Roberto relatou que recorreu a diferentes improvisos para resistir ao frio intenso e à falta de água. Encontrado vivo após cinco dias desaparecido no ponto mais alto da região Sul do Brasil, ele chegou a urinar sobre o próprio corpo na tentativa de manter o calor. “Teve um momento em que urinei em mim mesmo, mas essa tática não funcionou muito”, contou em entrevista ao Balanço Geral.
O jovem havia iniciado a trilha no dia 31 de dezembro com uma amiga, Thayane. Após chegarem ao pico, decidiram descer por causa do vento forte e das baixas temperaturas. No caminho, encontraram um grupo de montanhistas e seguiram em ritmos diferentes. Roberto acabou se perdendo ao sair da trilha principal.
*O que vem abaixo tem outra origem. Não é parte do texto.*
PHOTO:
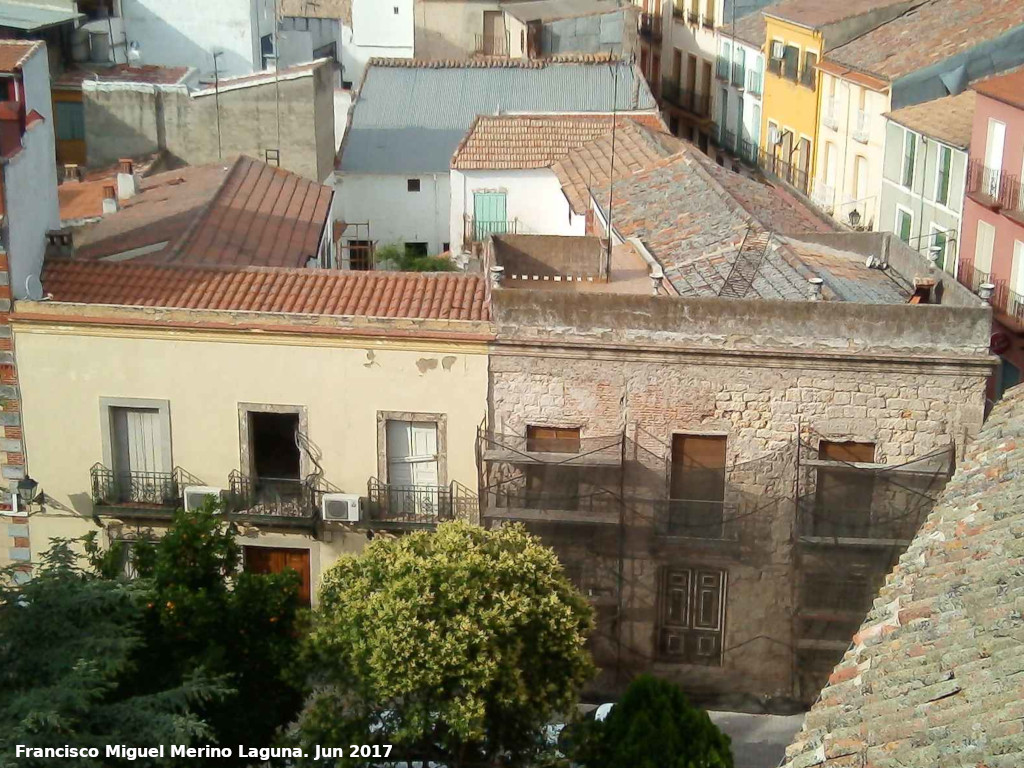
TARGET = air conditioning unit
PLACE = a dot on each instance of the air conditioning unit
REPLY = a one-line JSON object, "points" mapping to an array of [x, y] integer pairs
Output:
{"points": [[340, 507], [195, 496]]}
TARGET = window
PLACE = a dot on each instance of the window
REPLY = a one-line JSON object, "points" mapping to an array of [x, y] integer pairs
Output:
{"points": [[942, 181], [909, 155], [692, 615], [416, 250], [70, 119], [983, 249], [696, 486], [276, 560], [844, 493], [904, 222], [809, 76]]}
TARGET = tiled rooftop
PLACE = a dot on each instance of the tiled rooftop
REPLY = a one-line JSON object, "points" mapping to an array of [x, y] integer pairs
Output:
{"points": [[523, 141], [692, 215], [931, 32], [589, 166], [121, 74], [949, 120], [241, 213], [1008, 87], [13, 53], [933, 678], [815, 13], [409, 295]]}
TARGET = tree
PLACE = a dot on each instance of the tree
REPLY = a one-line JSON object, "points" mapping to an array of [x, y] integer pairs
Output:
{"points": [[653, 726], [456, 645], [244, 627], [69, 642]]}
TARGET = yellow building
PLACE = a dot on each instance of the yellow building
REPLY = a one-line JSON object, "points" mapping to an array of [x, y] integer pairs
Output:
{"points": [[281, 390], [798, 34]]}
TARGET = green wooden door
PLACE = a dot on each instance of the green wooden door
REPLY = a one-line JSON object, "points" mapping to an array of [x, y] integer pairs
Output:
{"points": [[488, 215]]}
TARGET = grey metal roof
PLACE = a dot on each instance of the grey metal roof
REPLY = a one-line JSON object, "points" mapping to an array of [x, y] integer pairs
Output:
{"points": [[29, 17], [410, 119]]}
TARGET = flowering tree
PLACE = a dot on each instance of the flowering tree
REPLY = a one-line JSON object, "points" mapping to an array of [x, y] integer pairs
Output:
{"points": [[455, 646]]}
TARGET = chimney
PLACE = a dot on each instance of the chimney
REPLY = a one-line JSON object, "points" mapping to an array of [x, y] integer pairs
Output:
{"points": [[655, 282], [110, 200], [815, 288], [126, 179], [497, 275]]}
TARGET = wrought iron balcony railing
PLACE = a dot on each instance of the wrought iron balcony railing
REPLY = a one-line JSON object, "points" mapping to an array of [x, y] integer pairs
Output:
{"points": [[272, 498], [422, 505], [151, 489]]}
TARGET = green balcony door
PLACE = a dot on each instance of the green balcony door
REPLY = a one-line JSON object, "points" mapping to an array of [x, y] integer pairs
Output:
{"points": [[489, 215]]}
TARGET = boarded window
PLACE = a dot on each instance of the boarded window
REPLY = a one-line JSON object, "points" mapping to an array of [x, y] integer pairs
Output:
{"points": [[844, 493], [696, 486], [692, 615], [272, 560]]}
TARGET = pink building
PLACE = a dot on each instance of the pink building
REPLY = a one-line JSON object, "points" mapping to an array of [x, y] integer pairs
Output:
{"points": [[992, 249]]}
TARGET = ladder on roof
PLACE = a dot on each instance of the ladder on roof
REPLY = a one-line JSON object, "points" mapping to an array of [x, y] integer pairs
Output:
{"points": [[752, 252]]}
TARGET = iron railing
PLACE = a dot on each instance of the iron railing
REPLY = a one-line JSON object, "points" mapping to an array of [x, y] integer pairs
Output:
{"points": [[477, 230], [276, 498], [684, 98], [650, 27], [160, 489], [418, 504]]}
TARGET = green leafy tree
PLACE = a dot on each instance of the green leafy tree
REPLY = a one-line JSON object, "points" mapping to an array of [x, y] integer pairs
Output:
{"points": [[653, 726], [69, 642], [456, 645], [246, 628]]}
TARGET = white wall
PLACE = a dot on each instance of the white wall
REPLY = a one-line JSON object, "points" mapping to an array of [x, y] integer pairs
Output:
{"points": [[185, 32], [534, 199], [396, 215], [31, 180]]}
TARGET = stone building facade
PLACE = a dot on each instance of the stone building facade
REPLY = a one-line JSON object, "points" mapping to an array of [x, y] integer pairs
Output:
{"points": [[743, 587]]}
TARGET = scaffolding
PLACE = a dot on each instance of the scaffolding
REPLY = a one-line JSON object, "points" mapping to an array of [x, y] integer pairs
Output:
{"points": [[775, 539]]}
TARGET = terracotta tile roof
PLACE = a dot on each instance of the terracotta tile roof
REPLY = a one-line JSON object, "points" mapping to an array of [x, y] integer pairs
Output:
{"points": [[13, 53], [122, 74], [341, 9], [934, 675], [949, 120], [522, 141], [692, 215], [241, 213], [1008, 88], [588, 167], [412, 295], [815, 13], [494, 62], [931, 32]]}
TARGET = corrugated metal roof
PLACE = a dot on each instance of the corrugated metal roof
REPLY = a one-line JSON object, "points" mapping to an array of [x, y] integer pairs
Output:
{"points": [[30, 17], [410, 119]]}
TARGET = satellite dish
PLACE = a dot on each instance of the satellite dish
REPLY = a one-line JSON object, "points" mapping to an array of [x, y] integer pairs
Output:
{"points": [[33, 288]]}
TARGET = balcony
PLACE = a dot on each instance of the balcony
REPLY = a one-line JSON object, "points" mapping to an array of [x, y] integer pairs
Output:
{"points": [[284, 502], [650, 28], [686, 99], [477, 230], [861, 127], [586, 452], [417, 506], [137, 494], [597, 508]]}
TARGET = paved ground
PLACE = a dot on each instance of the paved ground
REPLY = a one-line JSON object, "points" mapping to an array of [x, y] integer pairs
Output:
{"points": [[758, 740]]}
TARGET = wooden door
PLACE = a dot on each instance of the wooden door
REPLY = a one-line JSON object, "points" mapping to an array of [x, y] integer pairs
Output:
{"points": [[276, 560]]}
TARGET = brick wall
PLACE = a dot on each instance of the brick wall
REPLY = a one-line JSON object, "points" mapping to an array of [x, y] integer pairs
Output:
{"points": [[13, 529]]}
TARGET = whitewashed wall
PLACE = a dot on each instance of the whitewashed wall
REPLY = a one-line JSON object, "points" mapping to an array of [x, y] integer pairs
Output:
{"points": [[534, 200], [31, 180], [396, 215]]}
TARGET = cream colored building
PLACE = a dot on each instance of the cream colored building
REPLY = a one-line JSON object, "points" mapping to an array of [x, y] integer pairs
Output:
{"points": [[126, 408]]}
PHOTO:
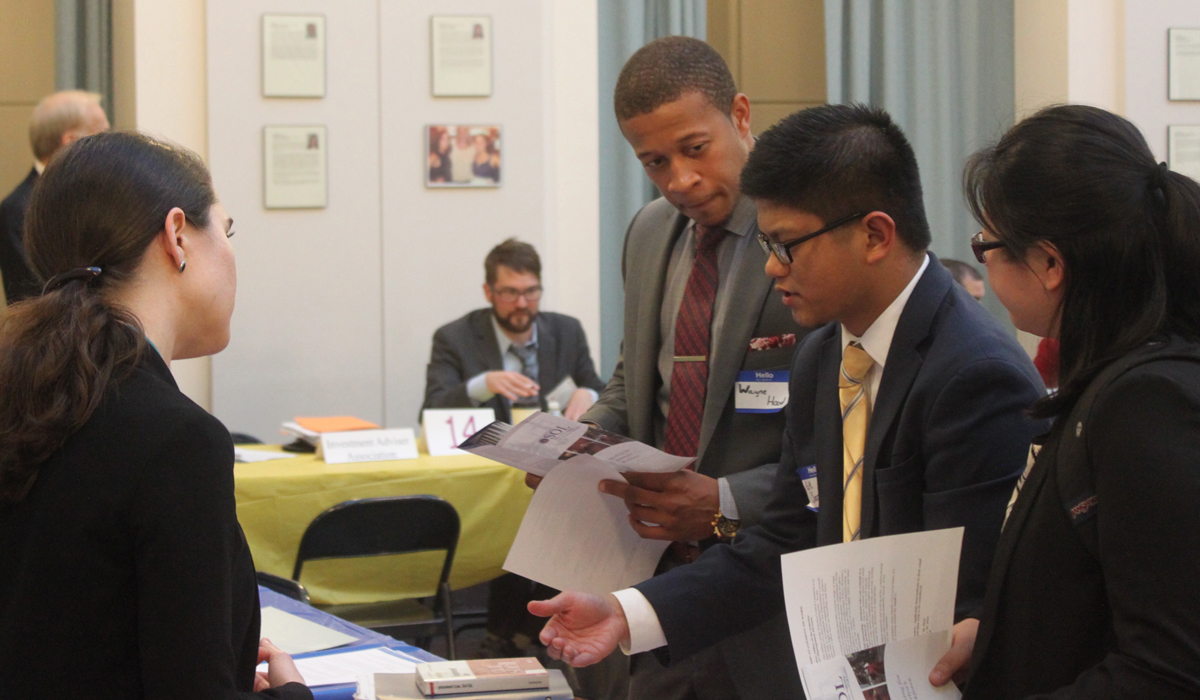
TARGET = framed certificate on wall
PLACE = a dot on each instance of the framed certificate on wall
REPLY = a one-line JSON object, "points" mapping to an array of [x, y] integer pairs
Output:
{"points": [[461, 55], [294, 167], [293, 55]]}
Urinar no corpo para aquecer é ‘mito perigoso’
A sensação térmica inicial ao usar a urina para se aquecer engana. “A urina sai quente e dá um conforto momentâneo, que dura poucos minutos. Depois disso, a umidade no corpo faz o calor se dissipar muito mais rápido”, diz o instrutor de sobrevivência Giuliano Toniolo, da Escola Mestre do Mato.
Estar molhado, seja por suor, chuva ou urina, pode aumentar drasticamente a perda de calor corporal. “Em ambiente frio e com vento, a perda de calor pode ser até 20 vezes maior. Isso eleva o risco de hipotermia”, afirma o especialista.
“Quem sobrevive após fazer isso não sobrevive por causa da urina, mas apesar dela.” afirmou Giuliano Toniolo.
O que deveria ser feito em vez disso
Em situações de sobrevivência em mata e montanha, o foco deve ser manter o corpo seco, reduzir gasto energético e buscar água da forma mais segura possível. “A prioridade é abrigo contra vento e chuva. Isolamento térmico vem antes de qualquer tentativa desesperada”, explica Giuliano.
Sobre hidratação, ele é categórico: não há solução improvisada. “Se a pessoa vai para uma trilha remota, precisa levar água suficiente e meios de tratar água. Beber urina ou se molhar com ela não é técnica de sobrevivência”, afirma. Durante o período perdido, Roberto disse que chegou a beber pequenas quantidades de água de cachoeiras, com receio da contaminação. Ainda assim, enfrentou desidratação em meio à escalada, à chuva e ao esforço físico constante.